Volgend jaar is hij dertig jaar dood. Kaoru Abe blijft na al die tijd een van de ultieme krachtpatsers van de saxofoon. Enkele duimen groot, maar wat een geluid. Abe wou per se de luidste zijn, de hardste, de moeilijkste, de meest vrije en ongestructureerde. Wat voor de ander moeilijk is, dat waar hij liever zijn vingers niet aan brandt, is noodzaak - eerste oorzaak - voor de ene. Je verbaast je er dan ook niet bovenmatig over dat Abe, nog piepjong, ten gevolge van een maagscheur overleed. Wie naar de essentie op zoek gaat en ze ook vindt (het gezicht van God zien, quoi) moet sterk in zijn schoenen staan.
Hoe overleef je dat, de waarheid in de ogen zien? Wat te doen als het overgrote deel van de medemensen niet eens begrijpt waar je het over hebt? Maurice Blanchot kwam het grootste deel van zijn leven nauwelijks nog buiten, vermeed menselijk contact. Jean-Luc Godard zoekt nog steeds koppig verder naar nieuwe uitdrukkingsmogelijkheden voor het beeld, trekt er zich niks van aan dat op een enkeling na niemand nog volgt, laat staan geïnteresseerd is in de revolutie. Niet iedereen is zo sterk. Martin Heidegger viel voor vanitas, hoogmoed en de Nazi’s. Derrick May produceerde zich leeg en zal waarschijnlijk nooit meer muziek maken. Brian Wilson is er gek van geworden en een levend wrak. Céline werd fascist en verviel tot literair gemurmel.

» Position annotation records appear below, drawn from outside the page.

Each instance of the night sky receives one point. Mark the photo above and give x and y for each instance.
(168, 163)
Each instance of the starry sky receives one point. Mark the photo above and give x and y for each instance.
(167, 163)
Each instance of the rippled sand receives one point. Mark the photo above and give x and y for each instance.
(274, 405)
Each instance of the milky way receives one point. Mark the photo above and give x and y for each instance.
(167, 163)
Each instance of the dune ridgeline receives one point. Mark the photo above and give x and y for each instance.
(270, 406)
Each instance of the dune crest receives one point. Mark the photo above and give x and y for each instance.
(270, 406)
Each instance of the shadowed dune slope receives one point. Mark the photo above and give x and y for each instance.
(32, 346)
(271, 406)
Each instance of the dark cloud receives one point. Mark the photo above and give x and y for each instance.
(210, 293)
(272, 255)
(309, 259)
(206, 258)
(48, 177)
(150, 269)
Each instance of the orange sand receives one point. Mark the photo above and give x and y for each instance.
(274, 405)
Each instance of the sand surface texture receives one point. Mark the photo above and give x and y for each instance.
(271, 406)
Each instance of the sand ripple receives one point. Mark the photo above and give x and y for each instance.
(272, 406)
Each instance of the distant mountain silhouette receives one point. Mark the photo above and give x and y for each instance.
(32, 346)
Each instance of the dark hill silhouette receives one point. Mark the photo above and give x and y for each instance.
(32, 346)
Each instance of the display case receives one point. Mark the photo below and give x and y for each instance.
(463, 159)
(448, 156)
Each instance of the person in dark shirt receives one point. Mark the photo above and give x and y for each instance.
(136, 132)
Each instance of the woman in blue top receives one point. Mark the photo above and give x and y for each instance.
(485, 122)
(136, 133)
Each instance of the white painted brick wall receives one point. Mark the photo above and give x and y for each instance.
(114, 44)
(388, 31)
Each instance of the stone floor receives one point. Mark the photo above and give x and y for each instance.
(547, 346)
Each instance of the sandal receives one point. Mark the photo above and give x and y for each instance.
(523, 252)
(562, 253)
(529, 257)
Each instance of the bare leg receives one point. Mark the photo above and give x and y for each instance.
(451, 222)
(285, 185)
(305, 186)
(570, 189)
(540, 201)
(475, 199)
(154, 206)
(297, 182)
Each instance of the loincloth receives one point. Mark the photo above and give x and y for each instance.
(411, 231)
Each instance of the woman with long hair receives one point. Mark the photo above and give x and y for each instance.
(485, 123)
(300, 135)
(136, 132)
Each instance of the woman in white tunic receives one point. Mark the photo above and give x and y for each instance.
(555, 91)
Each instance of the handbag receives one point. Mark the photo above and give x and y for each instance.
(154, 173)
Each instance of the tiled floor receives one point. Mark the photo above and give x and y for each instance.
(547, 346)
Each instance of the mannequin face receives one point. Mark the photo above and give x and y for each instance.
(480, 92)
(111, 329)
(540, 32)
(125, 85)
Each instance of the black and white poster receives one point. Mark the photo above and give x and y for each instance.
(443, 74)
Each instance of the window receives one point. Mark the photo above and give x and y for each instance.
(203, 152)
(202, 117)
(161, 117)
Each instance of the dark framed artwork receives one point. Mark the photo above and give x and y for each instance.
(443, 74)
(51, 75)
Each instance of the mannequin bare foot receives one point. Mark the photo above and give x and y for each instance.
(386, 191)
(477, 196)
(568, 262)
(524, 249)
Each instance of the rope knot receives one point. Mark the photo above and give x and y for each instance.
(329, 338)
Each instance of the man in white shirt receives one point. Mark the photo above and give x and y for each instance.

Nietzsche dacht dat hij Jesus Christus was.
Abe was, zoals vele genieën en sleutelfiguren, een iconoclast. Hij lachte je gewoonweg uit als je niet even ver ging, kon gaan, als hijzelf. Vervreemde van publiek en vriendschap, totdat hij ten slotte nog enkel in een klein zaaltje voor zichzelf stond te spelen. De muze hield hij gespijsd met verdoemde liefde, sloten drank en ontelbare geleegde pillenflesjes. Na 31 jaar houdt het vergankelijke lichaam het dan voor gezien. Gelukkig is er dan nog de muziek. Als onuitputtelijke troost.
De bron van Abe’s verzengende geloof in eigen kunnen lag in het feit dat hij zichzelf had leren spelen, op pure wil. Dan heb je geen god of gids nodig, ni dieu, ni maître. Anderen worden volgers. Wat kan je immers van hen leren? Drummer Sabu Toyuzumi, één van de mannen die hem van Kawasaki naar grootstad Tokyo gehaald had, vroeg hem ooit of hij zich ook maar iets gelegen liet liggen aan de muzikanten met wie hij speelde. Abe verwaardigde zich slechts een half-ironisch, half-vals grijnslachje.
Gitarist en Masayuki Takayanagi, nochtans zelf geen gemakkelijke jongen (hij ontsloeg ooit zijn collega’s van het New Direction trio door hen op een affiche voor een volgend concert voor een voldongen feit te stellen en, als schepje erbovenop, hen voor vulgaire verraders van de goede zaak te brandmerken), kon aanvankelijk nog volgen. De platen waarop ze samen spelen Mass Projection, Gradually Projection en Deconstructive Sympathy zijn gitaar-sax noiseduo’s met de oerkracht van een vuurspuwende vulkaan. Snelheid, volume en onberekenbaarheid worden een ritme op zichzelf. Luisteren is leven. Maar kom niet te dichtbij, je zou je kunnen branden. Ook hij moest opgeven toen Abe na een show van liefst vier uur tabula rasa purperblauw uitsloeg… maar toch doorging. Een andere keer was het een dol geworden clubeigenaar die gewoon de stekker eruit trok.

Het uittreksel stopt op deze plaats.